A Computational Model of Osteochondral Defect Repair Following Implantation of Stem Cell-Laden Multiphase Scaffolds

Developing successful tissue engineering strategies requires an understanding of how cells within an implanted scaffold interact with the host environment. The objective of this study was to use a computational mechanobiological model to explore how the design of a cell-laden scaffold influences the spatial formation of cartilage and bone within an osteochondral defect. Tissue differentiation was predicted using a previously developed model, in which cell fate depends on the local oxygen tension and the mechanical environment within a damaged joint. This model was first updated to include a rule through which mature cartilage was resistant to both terminal differentiation and vascularization, and then used to simulate osteochondral defect repair following the implantation of various cell-free and cell-laden scaffolds. While delivery of a cell-free scaffold led to only marginal improvements in joint repair, implantation of a cell-laden bilayered scaffold was predicted to significantly increase cartilage formation in the chondral phase of the scaffold. Despite these improvements, bone still progressed into the chondral regions of these engineered implants by means of endochondral ossification during the later stages of repair.
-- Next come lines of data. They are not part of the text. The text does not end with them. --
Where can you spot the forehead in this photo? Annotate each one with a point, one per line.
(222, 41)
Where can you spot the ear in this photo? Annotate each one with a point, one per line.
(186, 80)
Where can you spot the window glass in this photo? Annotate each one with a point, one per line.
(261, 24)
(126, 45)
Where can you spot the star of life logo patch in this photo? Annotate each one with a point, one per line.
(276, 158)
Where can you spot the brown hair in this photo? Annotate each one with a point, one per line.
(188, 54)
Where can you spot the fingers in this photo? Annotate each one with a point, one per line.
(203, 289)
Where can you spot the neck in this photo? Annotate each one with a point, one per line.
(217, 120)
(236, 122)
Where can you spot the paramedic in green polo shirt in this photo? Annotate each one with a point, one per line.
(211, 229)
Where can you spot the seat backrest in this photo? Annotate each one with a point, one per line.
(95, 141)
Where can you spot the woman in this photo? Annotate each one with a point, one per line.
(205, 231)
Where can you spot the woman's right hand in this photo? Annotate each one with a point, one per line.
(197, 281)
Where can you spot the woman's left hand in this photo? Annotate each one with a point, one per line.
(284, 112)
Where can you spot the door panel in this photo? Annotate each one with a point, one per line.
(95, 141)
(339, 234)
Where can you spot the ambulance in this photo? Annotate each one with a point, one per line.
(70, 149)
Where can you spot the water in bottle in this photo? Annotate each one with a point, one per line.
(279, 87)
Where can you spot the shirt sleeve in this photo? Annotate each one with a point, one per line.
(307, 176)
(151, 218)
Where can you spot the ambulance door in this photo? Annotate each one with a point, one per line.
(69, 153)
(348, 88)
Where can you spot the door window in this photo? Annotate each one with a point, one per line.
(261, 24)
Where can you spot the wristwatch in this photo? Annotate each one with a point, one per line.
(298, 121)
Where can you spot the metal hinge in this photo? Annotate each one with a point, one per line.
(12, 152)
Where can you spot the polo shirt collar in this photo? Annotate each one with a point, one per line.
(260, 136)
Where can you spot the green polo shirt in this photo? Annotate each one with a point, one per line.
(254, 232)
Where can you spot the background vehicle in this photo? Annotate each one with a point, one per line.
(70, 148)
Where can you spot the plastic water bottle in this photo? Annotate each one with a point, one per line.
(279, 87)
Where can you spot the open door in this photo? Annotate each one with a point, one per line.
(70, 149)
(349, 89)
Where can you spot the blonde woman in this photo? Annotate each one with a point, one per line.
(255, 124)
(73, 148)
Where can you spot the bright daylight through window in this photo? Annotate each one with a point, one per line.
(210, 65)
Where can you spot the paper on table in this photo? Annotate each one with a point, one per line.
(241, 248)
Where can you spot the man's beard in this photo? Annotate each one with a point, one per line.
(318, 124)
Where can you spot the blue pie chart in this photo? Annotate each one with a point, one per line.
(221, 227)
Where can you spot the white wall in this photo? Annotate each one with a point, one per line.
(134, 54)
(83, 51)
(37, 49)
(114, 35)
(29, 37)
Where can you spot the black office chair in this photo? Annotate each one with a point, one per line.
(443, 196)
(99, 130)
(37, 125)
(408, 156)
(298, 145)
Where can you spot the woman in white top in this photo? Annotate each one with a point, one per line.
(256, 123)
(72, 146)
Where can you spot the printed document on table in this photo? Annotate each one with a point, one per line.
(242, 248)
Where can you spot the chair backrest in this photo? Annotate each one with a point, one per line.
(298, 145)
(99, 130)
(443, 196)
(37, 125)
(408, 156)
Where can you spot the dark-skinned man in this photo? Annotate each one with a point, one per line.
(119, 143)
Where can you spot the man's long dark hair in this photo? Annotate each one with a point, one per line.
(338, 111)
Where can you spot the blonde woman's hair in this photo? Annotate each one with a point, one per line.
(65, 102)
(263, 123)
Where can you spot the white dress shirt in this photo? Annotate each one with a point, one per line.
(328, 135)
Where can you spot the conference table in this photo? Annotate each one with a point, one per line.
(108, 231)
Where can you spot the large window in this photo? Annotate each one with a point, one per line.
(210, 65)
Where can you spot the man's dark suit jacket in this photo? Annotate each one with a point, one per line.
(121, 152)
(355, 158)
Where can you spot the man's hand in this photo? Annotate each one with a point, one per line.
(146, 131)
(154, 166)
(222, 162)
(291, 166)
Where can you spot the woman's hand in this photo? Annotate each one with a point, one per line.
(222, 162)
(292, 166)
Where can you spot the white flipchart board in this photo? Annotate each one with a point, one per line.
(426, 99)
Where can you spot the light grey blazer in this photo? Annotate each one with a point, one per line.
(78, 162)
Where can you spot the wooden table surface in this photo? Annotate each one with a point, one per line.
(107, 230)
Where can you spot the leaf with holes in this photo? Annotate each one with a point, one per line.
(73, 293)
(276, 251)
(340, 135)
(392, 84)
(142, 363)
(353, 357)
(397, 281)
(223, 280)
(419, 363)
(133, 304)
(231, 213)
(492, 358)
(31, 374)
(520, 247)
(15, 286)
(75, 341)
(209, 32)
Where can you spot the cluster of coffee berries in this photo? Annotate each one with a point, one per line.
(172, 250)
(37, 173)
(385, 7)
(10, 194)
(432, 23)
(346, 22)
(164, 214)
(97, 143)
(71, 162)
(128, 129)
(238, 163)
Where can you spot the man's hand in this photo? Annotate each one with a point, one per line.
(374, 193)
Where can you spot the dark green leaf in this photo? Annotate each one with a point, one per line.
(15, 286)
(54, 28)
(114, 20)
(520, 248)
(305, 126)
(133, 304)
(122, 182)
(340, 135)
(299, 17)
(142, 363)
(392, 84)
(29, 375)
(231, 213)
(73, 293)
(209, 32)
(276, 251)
This led to thinning of the cartilage tissue, which in turn resulted in a prediction of increased tissue strain and, eventually, increases in fibrocartilage formation as a result of this altered mechanical stimulus. In contrast to this, the model predicted that implantation of a trilayered scaffold, which included a compact layer to confine angiogenesis to the osseous phase of the defect, further improves joint regeneration. This is achieved by allowing chondrogenically primed mesenchymal stem cells, which are seeded into the chondral phase of the implant, to form stable cartilage, which was ultimately resistant to both vascularization and endochondral ossification. These models provide a framework for exploring how environmental factors impact bone, cartilage, and joint regeneration and can be used to inform the design of new tissue engineering strategies for use in orthopedic medicine.